“Say good-night mommy, say good-night,” pleaded Johnny every night. It wasn’t as if he had not already read several books, been tucked in, and kissed good night. Johnny’s pleas continued every night.
After the third or fourth nagging requests, she would get irritated and say, “I am done! This is the last one. Good night!” Johnny would cry and ask for more “good nights.”
Mom didn’t know it at the time, but she was reinforcing Johnny’s need for reassurance. One “goodnight” was not enough, but neither were ten.
Ritualized hand-washing or other grooming compulsions were absent. There didn’t seem to be any checking compulsions. If there had been, Johnny’s parents probably would have sought professional help sooner than they did. They only noticed his “neatness habits” were getting in the way of completing his math homework in a timely manner. He would erase the numbers several times until they felt just right.
Sometimes, too, he would get into arguments with his siblings and he always wanted the last word. He felt the desperate need to be “right.” Temper tantrums occurred and his parents attributed them to his stubborn personality. There were occasions when he would ask a lot of questions, and his parents would reassure him — unwittingly reinforcing his obsessive-compulsive disorder (OCD).
Little signs popped up as Johnny grew up. His parents worried at times, but those would dissipate as they noticed all of Johnny’s positive behaviors. He was a straight-A student. He not only showed self-discipline but also self-motivation to excel in school. He enjoyed Little League soccer, baseball, basketball, and other activities.
Then, Johnny became depressed. His mental obsessions and compulsions had finally taken hold, and his parents found professional help. Johnny had been suffering in silence for years. He was too embarrassed to tell his parents what was really going on in his head. He had kept his ordeal a secret. He didn’t want his parents, siblings, or other relatives to think he was “crazy,” even though he really did feel like he was going crazy. The anxiety-inducing thoughts would not go away. The more he tried to stop them, the stronger they became.
So why didn’t Johnny’s parents do something before he got depressed? Were they careless, uneducated, and unaware? The answer to these questions is important.
In short, there are two conditions in the OCD experience: the obsessions (thoughts the individual has) and the compulsions (what the person does in order to decrease the anxiety he or she is experiencing). This is where the misunderstanding occurs.
For example, you may guess or believe a friend has OCD when she compulsively washes or cleans. You may think a relative has OCD when he excessively checks the locks, stoves, and appliances to ensure there won’t be a fire or a robbery. Repetitive rituals such as rereading or rewriting and counting are also types of OCD most people recognize. But what about those who have obsessions, and neutralize the initial disturbing thought with a thought that relieves anxiety? Do they have OCD? Not from the outside, which can lead to confusion and misdiagnosis.
In Johnny’s case, most of his compulsions were silent. His parents couldn’t possibly be aware of them. He felt ashamed, guilty and embarrassed about his thoughts. Research indicates one in 200 children suffer Obsessive Compulsive Disorder. This is according to the reported and correctly diagnosed cases. Unfortunately, there are still many adolescents and children suffering in silence or being misdiagnosed.
OCD Signs in Children: How to Help
It is essential for parents to be involved in helping their children. Unfortunately, sometimes parents believe they are helping when they are actually enabling. For instance, does your child get really upset because she wants you to stand in a certain spot while she brushes her teeth? If you move, does she become unglued? What will you do? Do you do what she’s asking so she can go to bed in peace?

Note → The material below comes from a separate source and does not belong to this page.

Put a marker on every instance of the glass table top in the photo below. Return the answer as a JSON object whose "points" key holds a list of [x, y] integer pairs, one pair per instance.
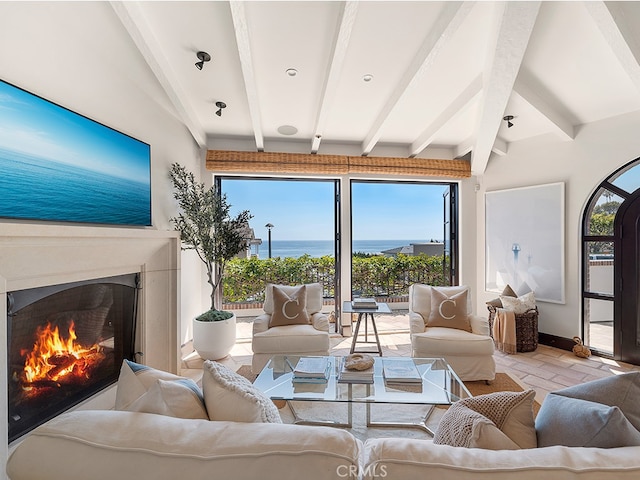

There are instances when the whole family gets sucked into the rituals, and the whole family suffers. There is resentment and stress in the home. Often, parents are not even aware that their child needs help. They may believe they child just has a strong, stubborn personality, like Johnny’s parents did.
Below is a list of typical behaviors of children with OCD. It is always recommended that you consult a professional experienced in working with children and specifically trained to treat OCD.
- Excessive temper tantrums when interrupted from an activity.
- Wearing certain clothing or objects all the time. Does he believe it keeps him or others safe from harm?
- Ordering and arranging rituals driven by need to have things even, balanced, or “just so.”
- Average or above-average intelligence.
- Obsession with or avoidance of certain numbers.
- Showing certain rituals when separating from parents.
- Following certain rituals at bedtime and excessively upset if interrupted or not allowed to follow them.
- Involving parents or siblings in rituals and getting upset if they don’t do them as instructed.
- Having the need to “be right” or “win” arguments.
- Tries to continue the topic even when others have moved on to another subject.
- May not necessarily show washing, cleaning or checking rituals.
- Asking questions and trying to ‘figure things out’ and not feeling satisfied with the answers given.
- Whispering compulsions while watching TV; appearing preoccupied and distracted when talking to you.
- Too neat or too messy.
Children experiencing OCD may also exhibit other disorders such as ADHD/ADD, Tourette’s Disorder, autism, depression, separation anxiety or generalized anxiety disorder.
Consult a mental health professional, medical provider or a psychotherapist so they can help you find the right treatment for your child.